本当に欲しい人“だけ”に届けることができるクラウドファンディング

 童話モチーフコスメが生まれたのは、ネット上のアイデアから商品化を支援する「わくつく!」(運営:フレントレップ)が、イラストを描いたTCBさんに声をかけたのがきっかけだ。


ワークワーク代表取締役の高嶋直之さん

 「TCBさんの絵の魅力が素晴らしかった。童話の世界観を感じられるコスメとして、ぜひ商品化したいとフレントレップが声をかけた」──プロジェクトを担う、フレントレップから独立したワークワークの代表取締役、高嶋直之さんは振り返る。

 とはいえ、コスメ製作にはお金がかかる。一般に売られている化粧品が安価なのは、基本的に数万単位のロットで製造しているためだ。オリジナルで、なおかつノーブランド、しかも少数生産の化粧品となると、単価はどうしても高くなってしまう。

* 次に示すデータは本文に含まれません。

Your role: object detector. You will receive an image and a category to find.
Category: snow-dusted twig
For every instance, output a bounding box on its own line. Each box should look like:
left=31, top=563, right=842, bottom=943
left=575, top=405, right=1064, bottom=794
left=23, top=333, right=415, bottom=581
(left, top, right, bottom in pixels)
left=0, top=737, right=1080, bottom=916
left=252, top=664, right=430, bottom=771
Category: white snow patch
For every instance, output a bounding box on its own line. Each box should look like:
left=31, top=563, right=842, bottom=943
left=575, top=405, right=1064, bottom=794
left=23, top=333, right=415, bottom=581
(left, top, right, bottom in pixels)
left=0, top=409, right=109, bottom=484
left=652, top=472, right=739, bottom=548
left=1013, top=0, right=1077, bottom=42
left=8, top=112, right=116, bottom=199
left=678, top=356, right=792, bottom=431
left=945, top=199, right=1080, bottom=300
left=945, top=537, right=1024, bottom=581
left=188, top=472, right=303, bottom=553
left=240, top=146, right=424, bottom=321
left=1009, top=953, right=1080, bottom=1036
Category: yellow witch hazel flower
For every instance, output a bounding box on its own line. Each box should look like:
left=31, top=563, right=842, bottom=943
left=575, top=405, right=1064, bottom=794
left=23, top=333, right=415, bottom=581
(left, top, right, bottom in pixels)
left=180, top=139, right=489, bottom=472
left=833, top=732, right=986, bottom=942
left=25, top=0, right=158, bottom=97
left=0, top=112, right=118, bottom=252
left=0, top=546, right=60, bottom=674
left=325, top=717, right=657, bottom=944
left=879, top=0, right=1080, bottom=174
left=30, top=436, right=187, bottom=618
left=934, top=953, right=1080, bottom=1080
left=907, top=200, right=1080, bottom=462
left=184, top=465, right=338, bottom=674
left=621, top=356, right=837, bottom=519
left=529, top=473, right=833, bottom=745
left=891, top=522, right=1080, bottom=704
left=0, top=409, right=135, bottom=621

 「想定される購入層は18歳から20歳半ば。一般流通だと、4000円のアイシャドウはなかなか難しい。ただ、クラウドファンディングであれば、『本当に欲しい』と思っている人に向けて、いわば“予約販売”できる」

 クラウドファンディングを活用することで、「コストを削減して安く流通させる」ことよりも、「商品の完成度を上げて、欲しい人にきちんと届ける」ことを優先できる。そのため、本製品は「ドラッグストアで一般的に流通している商品よりも、4〜5倍のコストをかけ、よりキレイな商品にしている」のだという。